2012 Israeli Final Four
- Season: 2011–12 BSL season

Tournament details
- Arena: Yad Eliyahu Arena Tel Aviv
- Dates: 22–24 May 2012

Final positions
- Champions: Maccabi Tel Aviv
- Runners-up: Maccabi Ashdod
- Third place: Hapoel Holon
- Fourth place: Maccabi Rishon LeZion

Awards and statistics
- MVP: Meir Tapiro

= 2012 Israeli Final Four =

The 2012 Israeli Final Four was the 7th Israeli Final Four tournament and the concluding tournament of the 2011–12 Israeli Basketball Super League. The event was held at Yad Eliyahu Arena, Tel Aviv, Israel on 22 and 24 May 2012 to determine the winner of the 2011–12 Israeli League. The Participating teams are: Maccabi Tel Aviv, Hapoel Holon, Maccabi Ashdod and Maccabi Rishon LeZion.

==Venue==
The Yad Eliyahu Arena is an indoor sports arena in Tel Aviv, Israel.

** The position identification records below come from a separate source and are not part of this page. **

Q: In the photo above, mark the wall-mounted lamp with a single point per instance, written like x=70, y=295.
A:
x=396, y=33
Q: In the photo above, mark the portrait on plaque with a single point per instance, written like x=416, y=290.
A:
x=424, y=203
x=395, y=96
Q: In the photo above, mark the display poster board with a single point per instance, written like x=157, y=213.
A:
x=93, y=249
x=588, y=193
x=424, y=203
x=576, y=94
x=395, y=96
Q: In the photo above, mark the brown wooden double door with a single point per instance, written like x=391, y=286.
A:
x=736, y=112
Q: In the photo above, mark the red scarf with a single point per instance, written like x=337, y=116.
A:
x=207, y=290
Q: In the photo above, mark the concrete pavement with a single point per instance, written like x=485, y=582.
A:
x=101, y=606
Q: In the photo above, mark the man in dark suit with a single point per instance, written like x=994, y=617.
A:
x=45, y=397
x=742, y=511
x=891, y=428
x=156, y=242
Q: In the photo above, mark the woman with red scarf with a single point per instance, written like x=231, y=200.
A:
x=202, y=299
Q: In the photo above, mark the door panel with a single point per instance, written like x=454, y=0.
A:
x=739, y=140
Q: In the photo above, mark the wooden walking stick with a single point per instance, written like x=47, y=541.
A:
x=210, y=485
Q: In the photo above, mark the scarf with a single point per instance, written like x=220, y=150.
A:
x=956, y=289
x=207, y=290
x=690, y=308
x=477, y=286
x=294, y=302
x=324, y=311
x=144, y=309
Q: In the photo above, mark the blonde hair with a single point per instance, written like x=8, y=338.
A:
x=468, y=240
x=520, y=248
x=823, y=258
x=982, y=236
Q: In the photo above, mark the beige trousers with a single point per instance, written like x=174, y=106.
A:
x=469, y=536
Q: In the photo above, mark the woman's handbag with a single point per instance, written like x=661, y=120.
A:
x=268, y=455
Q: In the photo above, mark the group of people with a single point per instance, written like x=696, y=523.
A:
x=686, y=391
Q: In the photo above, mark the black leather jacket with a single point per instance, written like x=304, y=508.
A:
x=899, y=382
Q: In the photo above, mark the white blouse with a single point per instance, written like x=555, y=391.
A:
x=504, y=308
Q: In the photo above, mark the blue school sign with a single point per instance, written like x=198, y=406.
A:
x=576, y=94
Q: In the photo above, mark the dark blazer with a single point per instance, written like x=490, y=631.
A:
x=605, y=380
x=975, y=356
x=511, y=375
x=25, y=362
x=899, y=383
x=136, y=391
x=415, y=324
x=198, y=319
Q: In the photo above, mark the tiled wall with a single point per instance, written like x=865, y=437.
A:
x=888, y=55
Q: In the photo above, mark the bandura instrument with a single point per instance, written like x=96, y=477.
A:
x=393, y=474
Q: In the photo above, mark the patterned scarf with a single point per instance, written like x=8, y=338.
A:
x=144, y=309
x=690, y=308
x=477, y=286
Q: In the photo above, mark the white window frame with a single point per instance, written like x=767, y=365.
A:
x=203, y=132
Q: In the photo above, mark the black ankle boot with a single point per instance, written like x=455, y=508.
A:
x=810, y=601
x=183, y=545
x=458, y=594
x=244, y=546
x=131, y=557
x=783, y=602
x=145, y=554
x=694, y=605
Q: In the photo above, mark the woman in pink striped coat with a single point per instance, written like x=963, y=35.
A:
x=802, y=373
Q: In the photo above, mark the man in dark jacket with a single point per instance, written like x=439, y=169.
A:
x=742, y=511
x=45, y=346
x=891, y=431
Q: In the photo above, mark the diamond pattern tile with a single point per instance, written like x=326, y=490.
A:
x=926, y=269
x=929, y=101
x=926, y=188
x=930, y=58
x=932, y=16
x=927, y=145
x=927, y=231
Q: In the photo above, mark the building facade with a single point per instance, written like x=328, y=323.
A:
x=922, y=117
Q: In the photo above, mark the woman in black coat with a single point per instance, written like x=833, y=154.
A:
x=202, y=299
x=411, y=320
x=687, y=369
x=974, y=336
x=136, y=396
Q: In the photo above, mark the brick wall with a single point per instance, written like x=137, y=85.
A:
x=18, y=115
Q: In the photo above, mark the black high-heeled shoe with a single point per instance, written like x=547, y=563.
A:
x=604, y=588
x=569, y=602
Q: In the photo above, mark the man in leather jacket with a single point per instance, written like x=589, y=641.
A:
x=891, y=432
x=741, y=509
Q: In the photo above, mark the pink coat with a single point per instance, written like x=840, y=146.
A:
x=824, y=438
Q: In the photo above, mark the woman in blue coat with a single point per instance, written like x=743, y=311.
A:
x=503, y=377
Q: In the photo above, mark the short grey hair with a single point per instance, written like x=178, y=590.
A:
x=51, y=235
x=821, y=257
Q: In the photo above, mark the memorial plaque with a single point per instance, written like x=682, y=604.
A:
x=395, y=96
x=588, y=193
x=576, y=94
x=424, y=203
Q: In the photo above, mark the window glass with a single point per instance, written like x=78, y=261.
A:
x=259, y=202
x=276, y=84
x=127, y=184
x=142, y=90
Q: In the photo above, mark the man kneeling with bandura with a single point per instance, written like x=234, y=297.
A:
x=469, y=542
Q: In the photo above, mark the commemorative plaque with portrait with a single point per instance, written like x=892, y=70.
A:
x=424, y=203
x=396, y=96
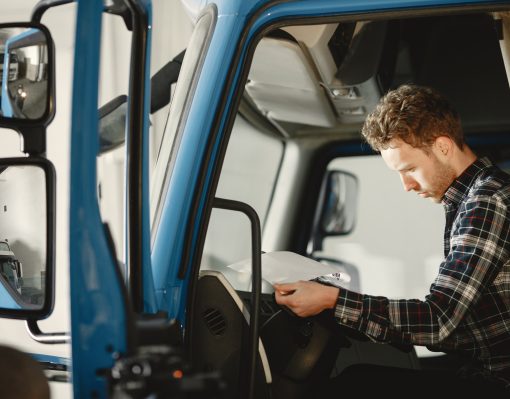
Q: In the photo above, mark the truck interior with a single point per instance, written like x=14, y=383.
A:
x=309, y=86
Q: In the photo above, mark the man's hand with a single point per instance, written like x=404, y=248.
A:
x=306, y=298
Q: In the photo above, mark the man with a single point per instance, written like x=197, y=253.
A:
x=467, y=310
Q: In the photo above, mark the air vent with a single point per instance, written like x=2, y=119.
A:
x=215, y=321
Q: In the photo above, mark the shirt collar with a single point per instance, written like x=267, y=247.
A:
x=461, y=185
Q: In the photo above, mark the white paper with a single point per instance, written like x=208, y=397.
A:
x=286, y=267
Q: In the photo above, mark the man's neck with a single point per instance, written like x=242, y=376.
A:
x=463, y=160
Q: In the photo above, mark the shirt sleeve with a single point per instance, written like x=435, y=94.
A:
x=478, y=251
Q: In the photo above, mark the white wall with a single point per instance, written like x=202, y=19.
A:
x=175, y=29
x=397, y=243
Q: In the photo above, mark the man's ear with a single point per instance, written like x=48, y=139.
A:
x=444, y=145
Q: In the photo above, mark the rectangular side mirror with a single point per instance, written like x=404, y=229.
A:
x=27, y=230
x=26, y=75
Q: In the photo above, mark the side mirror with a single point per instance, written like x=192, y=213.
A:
x=112, y=124
x=336, y=208
x=26, y=73
x=27, y=220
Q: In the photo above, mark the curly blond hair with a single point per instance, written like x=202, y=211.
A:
x=414, y=114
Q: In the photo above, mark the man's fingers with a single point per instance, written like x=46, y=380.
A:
x=285, y=289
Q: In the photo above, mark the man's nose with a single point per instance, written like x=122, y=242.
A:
x=408, y=183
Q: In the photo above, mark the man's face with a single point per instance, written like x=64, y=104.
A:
x=427, y=173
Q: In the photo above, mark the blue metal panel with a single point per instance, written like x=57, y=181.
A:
x=148, y=280
x=98, y=316
x=232, y=17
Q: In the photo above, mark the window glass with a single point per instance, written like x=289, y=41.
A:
x=249, y=174
x=184, y=90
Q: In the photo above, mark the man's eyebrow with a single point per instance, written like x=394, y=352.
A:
x=405, y=168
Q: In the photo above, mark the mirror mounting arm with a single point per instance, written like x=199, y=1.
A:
x=42, y=6
x=46, y=338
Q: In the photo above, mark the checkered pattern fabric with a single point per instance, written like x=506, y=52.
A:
x=468, y=307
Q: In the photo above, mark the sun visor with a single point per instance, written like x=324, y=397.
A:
x=284, y=85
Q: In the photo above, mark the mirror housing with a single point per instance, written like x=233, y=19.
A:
x=336, y=208
x=27, y=77
x=27, y=212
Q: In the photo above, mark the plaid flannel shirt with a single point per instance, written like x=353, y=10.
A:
x=468, y=307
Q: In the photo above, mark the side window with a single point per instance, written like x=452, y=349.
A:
x=396, y=245
x=175, y=120
x=249, y=174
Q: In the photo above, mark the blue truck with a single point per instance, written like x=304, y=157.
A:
x=235, y=162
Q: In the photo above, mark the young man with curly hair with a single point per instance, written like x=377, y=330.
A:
x=467, y=310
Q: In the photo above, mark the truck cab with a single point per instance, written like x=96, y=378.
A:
x=182, y=178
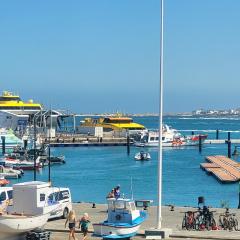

Opened in 1963 as an open-air venue with a capacity of 5,000, it was covered in 1972, and further renovations since then have brought its current capacity to 11,700. It had hosted the 1971–1972 FIBA European Champions Cup final, the 1993–94 FIBA European Championship Final Four, the 2003–2004 Euroleague Final Four, and all previous Israeli Final Fours.